Eight education programmes evaluated
During the spring, eight of the University’s education programmes were evaluated. This was the second time that the University evaluated programmes on its own. The purpose is to develop both the education programmes and the University’s system for quality assurance and follow-up. Of this year’s evaluated programmes, three were assessed as approved quality, four approved quality with reservations and one quality under review.
“I want to especially thank the students! Their commitment, knowledge and views are crucial in the development of the quality of our education.”
Malin Hallén, Chair of the Research and Education Board
The evaluations were conducted in accordance with the guidelines determined two years ago, with some adjustments based on lessons learned from last year’s evaluation. Among other things, an intermediate rating level was introduced, approved quality with reservations, so that there are now three rating levels: approved quality, approved quality with reservations and quality under review. These are the same rating levels that the Swedish Higher Education Authority (UKÄ) uses in its assessments.
Ratings in the 2020 evaluation
- Enterprise Systems Programme
- Master’s Programme in Applied Environmental Science
- Master’s Programme in Information Technology
Approved quality with reservations
- Master’s Programme in Health and Lifestyle
- Master’s Programme in Embedded and Intelligent Systems
- Master’s Programme in Industrial Management and Innovation
- Programme in Innovation Engineering
Quality under review
- Master’s Programme in Nordic Welfare
“We have also added an extra opportunity for the Schools to read the evaluation reports before a decision on assessment was made, and we started reflecting on this year’s process early, even while the evaluation was underway”, says Malin Hallén, Chair of the Research and Education Board.
Each education programme was evaluated by an internal committee, one for each programme, which assessed the education on the basis of an assessment matrix and a report from external experts, two per committee.
“The external experts have specific knowledge about the area and type of education that was evaluated by the committee to which they were affiliated. The experts have a special assignment to assess the area of knowledge, goal fulfilment and research connection and they have had digital meetings with students, teachers and working life representatives”, explains Malin Hallén.
Development work has already started
Development work has now started at the Schools based on the assessment for each evaluated programme. For all programmes, regardless of judgement level, development work is managed within the framework of the annual follow-up. For education programmes that received the judgement approved quality with reservations, feedback on how shortcomings have been handled should be made to the Research and Education Board at the Board’s first meeting in 2022 at the latest.
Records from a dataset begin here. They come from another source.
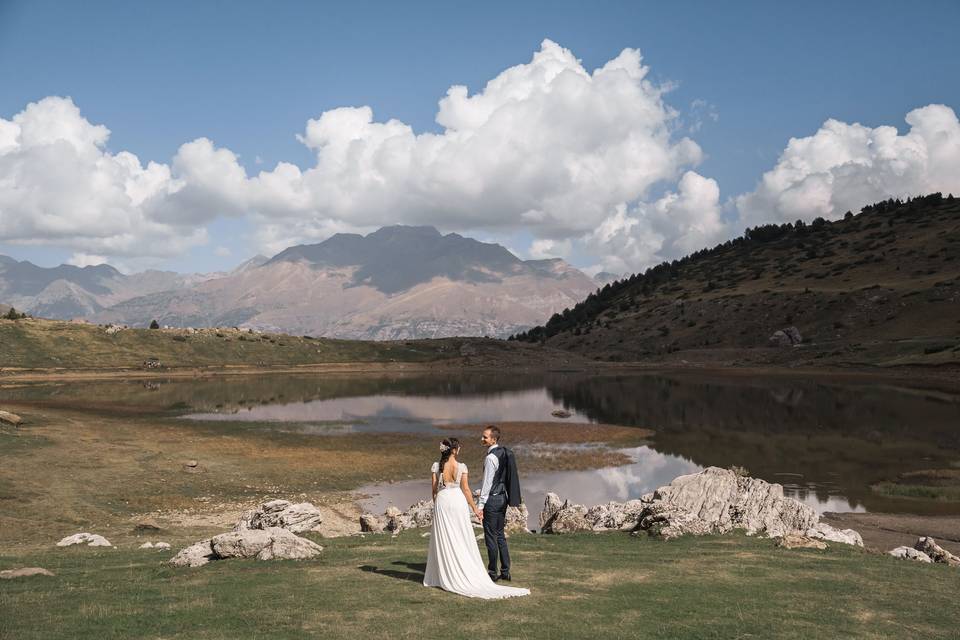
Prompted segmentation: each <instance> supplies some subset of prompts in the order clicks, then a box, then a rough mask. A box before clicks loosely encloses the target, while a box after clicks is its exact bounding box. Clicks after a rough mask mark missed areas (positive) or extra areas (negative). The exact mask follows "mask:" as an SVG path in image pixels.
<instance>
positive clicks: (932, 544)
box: [913, 536, 960, 567]
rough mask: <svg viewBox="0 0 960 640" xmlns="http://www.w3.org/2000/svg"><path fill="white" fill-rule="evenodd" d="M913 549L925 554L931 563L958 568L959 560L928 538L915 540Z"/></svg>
mask: <svg viewBox="0 0 960 640" xmlns="http://www.w3.org/2000/svg"><path fill="white" fill-rule="evenodd" d="M913 548H914V549H916V550H917V551H921V552H923V553H925V554H927V556H928V557H929V558H930V559H931V560H932V561H933V562H937V563H940V564H947V565H950V566H951V567H960V558H958V557H957V556H955V555H953V554H952V553H950V552H949V551H947V550H946V549H944V548H943V547H941V546H940V545H938V544H937V541H936V540H934V539H933V538H931V537H930V536H923V537H921V538H917V542H916V544H914V545H913Z"/></svg>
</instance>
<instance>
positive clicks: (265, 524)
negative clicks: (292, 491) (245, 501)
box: [233, 500, 323, 533]
mask: <svg viewBox="0 0 960 640" xmlns="http://www.w3.org/2000/svg"><path fill="white" fill-rule="evenodd" d="M322 523H323V514H321V513H320V510H319V509H318V508H317V507H315V506H314V505H312V504H311V503H309V502H301V503H298V504H292V503H291V502H289V501H287V500H271V501H270V502H264V503H263V504H262V505H260V506H259V507H258V508H257V509H251V510H250V511H247V512H246V513H244V514H243V516H241V517H240V521H239V522H237V524H236V525H235V526H234V527H233V530H234V531H246V530H248V529H269V528H271V527H280V528H281V529H286V530H287V531H291V532H293V533H306V532H307V531H318V530H319V527H320V525H321V524H322Z"/></svg>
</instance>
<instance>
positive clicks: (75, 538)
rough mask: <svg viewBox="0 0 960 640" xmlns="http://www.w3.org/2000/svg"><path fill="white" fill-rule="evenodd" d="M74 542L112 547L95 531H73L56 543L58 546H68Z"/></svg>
mask: <svg viewBox="0 0 960 640" xmlns="http://www.w3.org/2000/svg"><path fill="white" fill-rule="evenodd" d="M75 544H85V545H87V546H88V547H112V546H113V545H112V544H110V541H109V540H107V539H106V538H104V537H103V536H100V535H97V534H95V533H75V534H73V535H72V536H67V537H66V538H64V539H62V540H61V541H60V542H58V543H57V546H58V547H70V546H73V545H75Z"/></svg>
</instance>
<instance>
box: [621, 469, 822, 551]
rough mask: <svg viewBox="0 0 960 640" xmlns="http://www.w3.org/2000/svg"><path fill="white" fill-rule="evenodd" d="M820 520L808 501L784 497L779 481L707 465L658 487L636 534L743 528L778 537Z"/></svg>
mask: <svg viewBox="0 0 960 640" xmlns="http://www.w3.org/2000/svg"><path fill="white" fill-rule="evenodd" d="M819 519H820V517H819V516H818V515H817V513H816V511H814V510H813V509H811V508H810V507H808V506H807V505H805V504H803V503H802V502H800V501H798V500H794V499H793V498H787V497H785V496H784V495H783V487H782V486H781V485H779V484H770V483H768V482H765V481H763V480H759V479H757V478H749V477H744V476H741V475H738V474H736V473H734V472H733V471H730V470H729V469H720V468H719V467H708V468H707V469H704V470H703V471H701V472H699V473H694V474H690V475H685V476H679V477H678V478H675V479H674V480H673V481H672V482H671V483H670V484H669V485H666V486H664V487H660V488H659V489H657V490H656V491H655V492H654V494H653V496H652V499H651V500H650V502H649V504H645V506H644V508H643V510H642V512H641V514H640V518H639V521H638V523H637V526H636V527H635V528H634V532H635V533H640V532H642V531H646V532H647V533H650V534H652V535H659V536H661V537H663V538H666V539H670V538H676V537H678V536H681V535H686V534H690V535H704V534H713V533H727V532H728V531H731V530H733V529H743V530H745V531H746V533H747V534H749V535H754V534H762V535H767V536H770V537H774V538H776V537H781V536H783V535H786V534H787V533H802V532H805V531H807V529H810V528H813V527H814V526H815V525H816V524H817V523H818V521H819Z"/></svg>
“For programmes that received ’quality under review’, the School concerned must have, within three months, i.e. no later than October 26 of this year, based on the evaluation report, analysed and proposed whether the education programme should be developed or discontinued”, says Malin Hallén.
“The evaluation is a very good tool for developing and improving our education. We are aware of the shortcomings that the evaluation shows and there already is an ongoing revision of the Master’s Programme in Nordic Welfare. This programme is important not least for our international collaboration, but we need to strengthen the Nordic perspective, review the reading list and clarify the progression”, says Lena-Karin Erlandsson, Dean of the School of Health and Welfare which is responsible for the Master’s Programme in Nordic Welfare.
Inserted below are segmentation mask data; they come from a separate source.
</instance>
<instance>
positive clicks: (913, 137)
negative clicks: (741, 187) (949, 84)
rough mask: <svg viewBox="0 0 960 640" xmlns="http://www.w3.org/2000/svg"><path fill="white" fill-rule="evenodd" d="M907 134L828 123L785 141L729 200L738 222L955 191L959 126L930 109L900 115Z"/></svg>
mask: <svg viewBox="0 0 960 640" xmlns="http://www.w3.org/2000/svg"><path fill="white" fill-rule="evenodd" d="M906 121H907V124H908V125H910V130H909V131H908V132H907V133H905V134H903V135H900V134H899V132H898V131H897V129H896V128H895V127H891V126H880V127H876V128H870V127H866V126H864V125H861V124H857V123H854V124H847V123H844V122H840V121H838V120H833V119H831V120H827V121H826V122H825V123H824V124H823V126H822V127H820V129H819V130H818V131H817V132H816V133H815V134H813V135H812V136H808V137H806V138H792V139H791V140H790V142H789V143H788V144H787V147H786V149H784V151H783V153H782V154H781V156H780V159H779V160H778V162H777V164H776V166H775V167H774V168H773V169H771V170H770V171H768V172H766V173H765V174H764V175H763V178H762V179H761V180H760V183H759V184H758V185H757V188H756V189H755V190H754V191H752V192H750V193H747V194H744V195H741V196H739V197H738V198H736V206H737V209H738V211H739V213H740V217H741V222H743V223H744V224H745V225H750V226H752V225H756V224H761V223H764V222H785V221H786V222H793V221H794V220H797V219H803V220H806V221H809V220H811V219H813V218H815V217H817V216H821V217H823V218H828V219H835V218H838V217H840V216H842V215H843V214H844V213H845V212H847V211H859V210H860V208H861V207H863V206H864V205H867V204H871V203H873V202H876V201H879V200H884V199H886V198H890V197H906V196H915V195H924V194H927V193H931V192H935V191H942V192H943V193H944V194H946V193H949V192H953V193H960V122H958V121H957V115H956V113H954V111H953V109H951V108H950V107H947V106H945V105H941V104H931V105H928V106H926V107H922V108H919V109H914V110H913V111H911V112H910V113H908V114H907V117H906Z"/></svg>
This is the second evaluation that the University has conducted on its own, a comprehensive work that, in addition to evaluating the programmes, helps the University to develop its system for quality assessment and follow-up. The whole process begins with the programme colleagues making self-assessments, which is the main basis of the assessment.
In addition to the Schools’ efforts to develop the education programmes and deal with any shortcomings, the assessment of the evaluation process continues to further develop the routines based on experiences from this year’s round. All lessons learned from both this and last year’s rounds are used in the continued development work for next year’s evaluation.
“We made an initial reflection during the process and will now gather experiences from all those involved, internally and externally, about what has worked well and what needs to be developed. This will lead to possible revision of guidelines and preparations for next year’s evaluation round. It is a learning process and we are developing and adapting the work continuously”, says Malin Hallén, who would like to thank everyone involved for their engagement and solid work:
“I want to especially thank the students! Their commitment, knowledge and views are crucial in the development of the quality of our education. Their experiences help us to understand by being able to concretise what is described in different documents, for example how to work with student influence and how results from course evaluations are implemented and communicated”.
“The University’s evaluation process clarifies what is good and what needs to be developed in the education programmes. It is valuable and it strengthens the process that it involves teachers, students and external experts. The Master’s Programme in Nordic Welfare is a possible first step to PhD studies in Health and Lifestyle. It is therefore important that these programmes are synchronised, and the evaluation has shown shortcomings that need to be strengthened so that the content and implementation are better matched. The evaluation engages a broad group of teachers and researchers at the School”, says Lena-Karin Erlandsson.
Evaluated every six years
Eight internal committees were formed – one for each programme – in January this year to manage the evaluations of the programmes. Each committee was led by a member of the Research and Education Board. The Schools nominated members, one per education programme, and all committees have had a student representative, an administrative officer and two external experts. The programme evaluations are part of the University’s quality assurance system. Every six years, education programmes should be evaluated according to an evaluation cycle.